Closed davidhoksza closed 4 months ago
Prediction on mmCIF files saved by PyMOL fails with BioJava parsing error
org.rcsb.cif.EmptyColumnException: column auth_seq_id is undefined
.
The problem is that PyMOL does not include column _atom_site.auth_seq_id
even if the original file contained it.
auth_seq_id
is optional according to the mmCIF spec but present in all PDB entries https://mmcif.wwpdb.org/dictionaries/mmcif_pdbx_v40.dic/Items/_atom_site.auth_seq_id.html .
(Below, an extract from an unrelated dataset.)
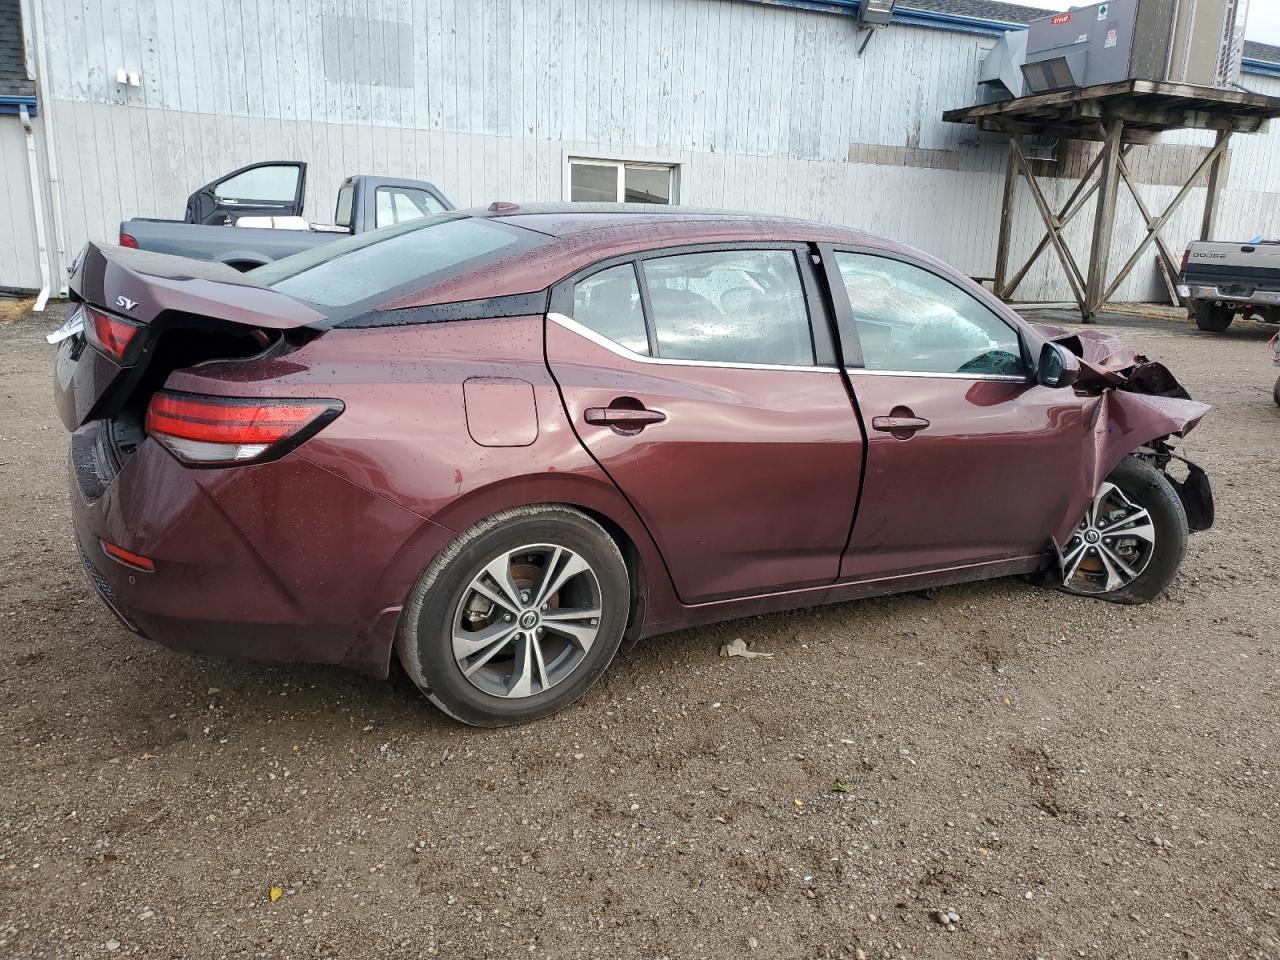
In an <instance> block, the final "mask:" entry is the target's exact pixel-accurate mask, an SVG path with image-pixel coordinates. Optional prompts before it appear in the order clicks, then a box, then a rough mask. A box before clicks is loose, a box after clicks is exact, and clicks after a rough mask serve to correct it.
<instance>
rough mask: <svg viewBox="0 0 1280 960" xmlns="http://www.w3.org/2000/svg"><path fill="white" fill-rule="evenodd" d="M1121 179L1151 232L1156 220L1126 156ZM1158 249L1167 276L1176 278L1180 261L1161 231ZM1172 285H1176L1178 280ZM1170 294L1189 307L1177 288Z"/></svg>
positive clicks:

The fact that BioJava fails to parse such files is a known long standing issue https://github.com/biojava/biojava/issues/775 (currently moved to milestone version 6.1.0 but it was moved to the next version many times over last few years).
Details: Current BioJava version used by P2Rank: 6.0.5 (latest) Tested with PyMOL 2.3.4 (problem also reported with PyMOL 1.8.x and 2.5.x)
I have asked about the current status on https://github.com/biojava/biojava/issues/775
In the meantime this has been solved on develop branch by using custom fork of biojava (biojava-structure-6.1.0-rdk1).
Fixed in 2.4.2 release. Aslo in the meantime fixed in BioJava 7.1
If a structure (for example 1tqn) is fetched in PyMOL, exported to mmCIF and then imported to P2Rank then it seems to be failing.